I recognized Allison the moment she walked in. She was a handsome woman, maybe just shy of forty. Maturity looked good on her. But what made her recognizable was something in her eyes, some of Sid.
We traded hellos. We sat at a table, and for a moment we said nothing to each other. What was there to say? Two strangers who had only the dead in common. Then from the pocket of her coat Allison took a legal-sized envelope. Bent, discolored, it looked years old.
“Before Uncle Sid died, he gave this to my father, told him to keep it safe and told it to him in a way that made him know it was important. The same way my father told me before he died. I guess my uncle knew … at least he always hoped you would get in touch one day.”
Allison held out the envelope. Written on it was one word in Sid's scrawl: Jackie.
I took it. I opened it. Inside, a letter:
Jackie,
My hope is that you will never read this letter, that the things I want to say to you I will be able to say face-to-face. But, if that's not the case, then this letter will have to do my talking for me.
Jackie, I can't tell you how badly I wanted to be there for you the night of your Sullivan appearance. I know how important that show was to you, to your career, and after all we'd been through together, even from the shadows, I wanted to share your night with you. But it was your night. I thought better to just leave it alone. Instead, I watched the show from the apartment. When you were cut off, I was stunned and angry about the dumb luck that would bring about some technical problem at the top of your set after all you'd done to get where you were. Then I was kind of happy for you. I knew Sullivan would re-book you, and the glitch was sure to get you some press. Only, they didn't re-book you, and you didn't get any press, a
nd I couldn't figure out what in the hell was going on.
I asked around. I found out.
I don't know what the circumstances were, I don't know why you picked that moment out of so many opportunities, but, Jackie, I can't tell you how proud I am of you for doing the “San Francisco” set. The way I hear it, you were terrific—poised, in control, and funny. You were the comic I always knew you could be. I see where comedy, where the country, has gone in the last decade or so, and I think: Where would Jackie be now if some guy hadn't pressed a button and erased his jokes from history? But if you ever wonder if you did the right thing or not, if it would've been better to do some other bits than get tossed aside, quit wondering. You stood up for yourself, Jackie. You did what you had every right to do. You were your own man, and at the end of the day they can take every other thing away from you, but they can't take from you who you are: a funny comic, and an exceptional person. Thank you, Jackie. Thank you for having let me represent you. And thank you for having been my friend.
Sid.
By the time I'd gotten to the “my friend,” and the signature, a steady leak of tears was running down my face, dripping on the paper. I tried to play my crying off, just sort of rub away the wetness. You can't rub away a river. I quit trying. I broke down. I buried my face in my hands and my hands on the tabletop; the whole of it shook with sobbing. Over my own sucked and heaved breaths I could hear the whisper of people who watched my remorse act. Let them whisper. I was saying good-bye to a friend.

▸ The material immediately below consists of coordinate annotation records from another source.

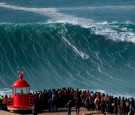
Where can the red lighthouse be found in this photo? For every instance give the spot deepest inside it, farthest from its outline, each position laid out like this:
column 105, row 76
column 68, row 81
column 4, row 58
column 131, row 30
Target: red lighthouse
column 21, row 98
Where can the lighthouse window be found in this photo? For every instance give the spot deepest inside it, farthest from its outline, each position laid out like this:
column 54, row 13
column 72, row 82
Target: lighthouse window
column 21, row 91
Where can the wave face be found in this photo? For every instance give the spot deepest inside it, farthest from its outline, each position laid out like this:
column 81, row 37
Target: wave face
column 99, row 56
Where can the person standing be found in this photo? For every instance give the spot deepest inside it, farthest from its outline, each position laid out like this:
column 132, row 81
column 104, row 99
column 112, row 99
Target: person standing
column 69, row 106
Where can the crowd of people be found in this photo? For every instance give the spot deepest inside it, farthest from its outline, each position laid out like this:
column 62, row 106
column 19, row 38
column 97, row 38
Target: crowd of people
column 53, row 99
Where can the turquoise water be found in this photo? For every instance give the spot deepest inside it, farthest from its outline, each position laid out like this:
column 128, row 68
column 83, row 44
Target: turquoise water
column 81, row 44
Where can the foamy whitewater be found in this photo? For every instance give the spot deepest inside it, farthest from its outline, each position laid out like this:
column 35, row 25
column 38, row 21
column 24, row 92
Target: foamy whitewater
column 83, row 44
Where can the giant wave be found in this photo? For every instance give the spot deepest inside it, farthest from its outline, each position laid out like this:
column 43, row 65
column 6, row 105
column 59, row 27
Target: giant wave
column 99, row 56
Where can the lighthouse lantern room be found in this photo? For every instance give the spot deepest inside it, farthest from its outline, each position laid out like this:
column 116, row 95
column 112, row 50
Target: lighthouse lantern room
column 21, row 98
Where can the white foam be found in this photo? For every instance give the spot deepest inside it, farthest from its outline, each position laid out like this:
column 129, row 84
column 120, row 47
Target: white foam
column 80, row 53
column 53, row 13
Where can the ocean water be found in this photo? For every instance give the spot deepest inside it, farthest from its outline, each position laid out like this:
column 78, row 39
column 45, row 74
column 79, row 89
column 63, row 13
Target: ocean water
column 85, row 44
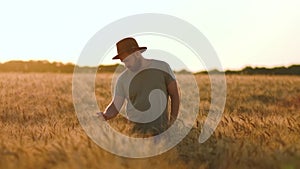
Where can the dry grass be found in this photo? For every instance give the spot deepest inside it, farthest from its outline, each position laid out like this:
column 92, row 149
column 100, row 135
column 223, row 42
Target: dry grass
column 259, row 128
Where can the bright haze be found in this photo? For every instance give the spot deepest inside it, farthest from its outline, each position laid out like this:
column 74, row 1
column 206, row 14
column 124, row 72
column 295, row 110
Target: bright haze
column 243, row 33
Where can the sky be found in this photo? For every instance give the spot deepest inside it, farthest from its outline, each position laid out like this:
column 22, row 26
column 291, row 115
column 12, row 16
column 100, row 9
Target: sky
column 243, row 33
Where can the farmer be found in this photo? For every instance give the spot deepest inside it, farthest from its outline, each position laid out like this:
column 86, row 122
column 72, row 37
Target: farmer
column 146, row 85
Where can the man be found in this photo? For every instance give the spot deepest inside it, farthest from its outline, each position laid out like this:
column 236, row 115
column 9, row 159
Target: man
column 146, row 85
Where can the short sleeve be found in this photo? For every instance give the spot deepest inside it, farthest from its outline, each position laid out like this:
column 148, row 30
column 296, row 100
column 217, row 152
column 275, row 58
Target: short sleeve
column 169, row 74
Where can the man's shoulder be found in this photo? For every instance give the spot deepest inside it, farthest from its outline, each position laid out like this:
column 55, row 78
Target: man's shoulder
column 159, row 63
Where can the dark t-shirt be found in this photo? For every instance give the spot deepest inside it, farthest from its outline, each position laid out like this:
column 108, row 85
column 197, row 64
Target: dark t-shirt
column 146, row 95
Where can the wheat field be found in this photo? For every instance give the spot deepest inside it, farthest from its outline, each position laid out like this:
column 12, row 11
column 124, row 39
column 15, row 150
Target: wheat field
column 259, row 128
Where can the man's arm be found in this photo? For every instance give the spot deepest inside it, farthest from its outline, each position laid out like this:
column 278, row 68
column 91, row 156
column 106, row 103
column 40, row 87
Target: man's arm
column 175, row 101
column 113, row 108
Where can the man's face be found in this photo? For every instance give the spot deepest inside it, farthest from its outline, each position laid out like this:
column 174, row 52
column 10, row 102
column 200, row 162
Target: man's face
column 133, row 62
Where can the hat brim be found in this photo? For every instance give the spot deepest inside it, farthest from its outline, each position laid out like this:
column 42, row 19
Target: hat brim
column 123, row 55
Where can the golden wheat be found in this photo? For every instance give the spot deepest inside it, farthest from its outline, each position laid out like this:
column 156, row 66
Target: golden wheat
column 259, row 129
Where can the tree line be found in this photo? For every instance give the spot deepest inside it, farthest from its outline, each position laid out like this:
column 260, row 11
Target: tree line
column 58, row 67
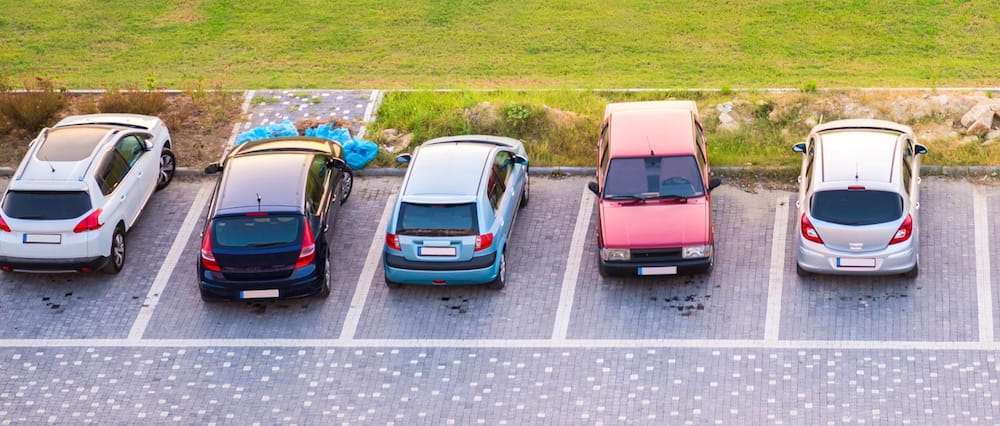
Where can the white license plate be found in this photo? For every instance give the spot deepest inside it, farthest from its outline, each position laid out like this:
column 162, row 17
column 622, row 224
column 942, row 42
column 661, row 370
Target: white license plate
column 258, row 294
column 855, row 263
column 42, row 238
column 657, row 270
column 436, row 251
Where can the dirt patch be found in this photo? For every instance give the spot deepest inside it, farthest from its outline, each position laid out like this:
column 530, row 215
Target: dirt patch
column 200, row 123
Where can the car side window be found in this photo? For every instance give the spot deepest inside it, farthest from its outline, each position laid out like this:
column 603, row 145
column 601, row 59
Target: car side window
column 316, row 183
column 130, row 148
column 111, row 171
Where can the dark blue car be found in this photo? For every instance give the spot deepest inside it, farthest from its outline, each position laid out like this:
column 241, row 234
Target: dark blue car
column 270, row 222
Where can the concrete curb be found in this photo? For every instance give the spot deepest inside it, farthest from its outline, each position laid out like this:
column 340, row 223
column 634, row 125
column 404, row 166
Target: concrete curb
column 926, row 170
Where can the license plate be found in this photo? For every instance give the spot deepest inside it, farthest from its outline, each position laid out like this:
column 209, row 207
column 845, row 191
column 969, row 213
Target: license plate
column 657, row 270
column 855, row 262
column 436, row 251
column 42, row 238
column 258, row 294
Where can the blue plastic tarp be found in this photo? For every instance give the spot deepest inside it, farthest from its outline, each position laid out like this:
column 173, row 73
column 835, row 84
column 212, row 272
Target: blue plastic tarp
column 357, row 152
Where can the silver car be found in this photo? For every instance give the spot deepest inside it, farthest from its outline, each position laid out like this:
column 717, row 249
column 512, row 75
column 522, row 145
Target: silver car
column 859, row 194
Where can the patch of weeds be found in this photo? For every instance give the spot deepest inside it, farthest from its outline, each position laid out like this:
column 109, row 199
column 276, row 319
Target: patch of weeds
column 258, row 100
column 32, row 109
column 146, row 102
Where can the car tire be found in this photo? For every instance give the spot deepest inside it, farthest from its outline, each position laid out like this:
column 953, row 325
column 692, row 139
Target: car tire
column 801, row 272
column 346, row 185
column 526, row 192
column 912, row 273
column 168, row 166
column 116, row 259
column 501, row 280
column 324, row 292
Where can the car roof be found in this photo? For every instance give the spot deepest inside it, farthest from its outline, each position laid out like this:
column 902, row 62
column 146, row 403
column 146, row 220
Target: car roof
column 446, row 169
column 277, row 178
column 858, row 155
column 646, row 132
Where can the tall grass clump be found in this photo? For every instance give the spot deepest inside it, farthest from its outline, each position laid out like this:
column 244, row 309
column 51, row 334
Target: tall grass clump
column 32, row 109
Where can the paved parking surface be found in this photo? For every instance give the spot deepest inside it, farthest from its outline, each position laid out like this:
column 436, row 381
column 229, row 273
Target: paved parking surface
column 749, row 343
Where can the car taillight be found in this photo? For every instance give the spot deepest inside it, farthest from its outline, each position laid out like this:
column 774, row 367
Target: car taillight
column 392, row 241
column 207, row 257
column 904, row 231
column 308, row 252
column 809, row 232
column 484, row 241
column 89, row 223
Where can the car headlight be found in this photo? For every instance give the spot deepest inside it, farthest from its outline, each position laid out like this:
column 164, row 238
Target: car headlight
column 615, row 255
column 693, row 252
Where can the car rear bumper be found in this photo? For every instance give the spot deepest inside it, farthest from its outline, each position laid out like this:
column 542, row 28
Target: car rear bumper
column 480, row 270
column 683, row 267
column 81, row 264
column 895, row 259
column 303, row 284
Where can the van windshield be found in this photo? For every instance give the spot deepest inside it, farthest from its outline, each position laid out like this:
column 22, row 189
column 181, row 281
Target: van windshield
column 437, row 219
column 46, row 205
column 256, row 231
column 854, row 207
column 648, row 177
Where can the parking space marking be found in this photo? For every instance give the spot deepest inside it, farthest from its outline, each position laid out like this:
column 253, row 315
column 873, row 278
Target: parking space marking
column 372, row 262
column 169, row 263
column 573, row 260
column 772, row 319
column 984, row 290
column 870, row 345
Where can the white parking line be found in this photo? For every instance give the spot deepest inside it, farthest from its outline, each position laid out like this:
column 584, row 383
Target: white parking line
column 169, row 263
column 867, row 345
column 772, row 319
column 573, row 260
column 984, row 291
column 367, row 274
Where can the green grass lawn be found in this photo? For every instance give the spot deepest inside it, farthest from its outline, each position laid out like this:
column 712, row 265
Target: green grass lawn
column 500, row 44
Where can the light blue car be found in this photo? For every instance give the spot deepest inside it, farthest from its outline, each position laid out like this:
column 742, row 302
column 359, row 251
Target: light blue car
column 455, row 212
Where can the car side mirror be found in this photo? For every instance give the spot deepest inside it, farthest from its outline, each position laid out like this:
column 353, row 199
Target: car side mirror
column 592, row 186
column 714, row 183
column 337, row 163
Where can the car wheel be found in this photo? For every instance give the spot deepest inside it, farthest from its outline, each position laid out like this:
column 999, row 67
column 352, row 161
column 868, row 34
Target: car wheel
column 526, row 192
column 325, row 291
column 346, row 184
column 801, row 272
column 168, row 165
column 117, row 257
column 501, row 280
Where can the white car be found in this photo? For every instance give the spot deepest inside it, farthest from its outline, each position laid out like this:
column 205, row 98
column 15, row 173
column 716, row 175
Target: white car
column 78, row 191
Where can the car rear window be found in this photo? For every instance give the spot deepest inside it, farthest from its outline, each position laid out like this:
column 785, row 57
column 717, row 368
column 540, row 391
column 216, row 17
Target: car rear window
column 854, row 207
column 654, row 176
column 46, row 205
column 256, row 231
column 437, row 219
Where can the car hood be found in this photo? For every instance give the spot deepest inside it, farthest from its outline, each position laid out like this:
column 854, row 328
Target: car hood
column 655, row 224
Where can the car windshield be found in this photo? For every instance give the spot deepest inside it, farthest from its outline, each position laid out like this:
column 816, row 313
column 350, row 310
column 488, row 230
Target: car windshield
column 857, row 207
column 46, row 205
column 437, row 219
column 652, row 177
column 256, row 231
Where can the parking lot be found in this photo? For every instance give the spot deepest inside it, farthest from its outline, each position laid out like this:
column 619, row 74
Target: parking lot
column 559, row 342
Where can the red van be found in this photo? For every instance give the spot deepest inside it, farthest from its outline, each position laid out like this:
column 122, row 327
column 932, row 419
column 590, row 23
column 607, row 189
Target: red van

I felt a hand on my back. Allison. I heard her voice in my ears. A mourner's Kaddish, a prayer of both strength and forgiveness. In Hebrew, I understood none of it. But her touch, her sound, it sent my crying into overdrive. She sat with me until I had emptied myself.
Allison asked me if I was all right.
Guilt, over time, had compounded in me. It crushed me with a weight I could hardly bear, but couldn't purge. Sid's letter freed me of all that. The load gone, I felt as if, for the first time in nearly twenty years, I could take a breath blameless, deep and clean.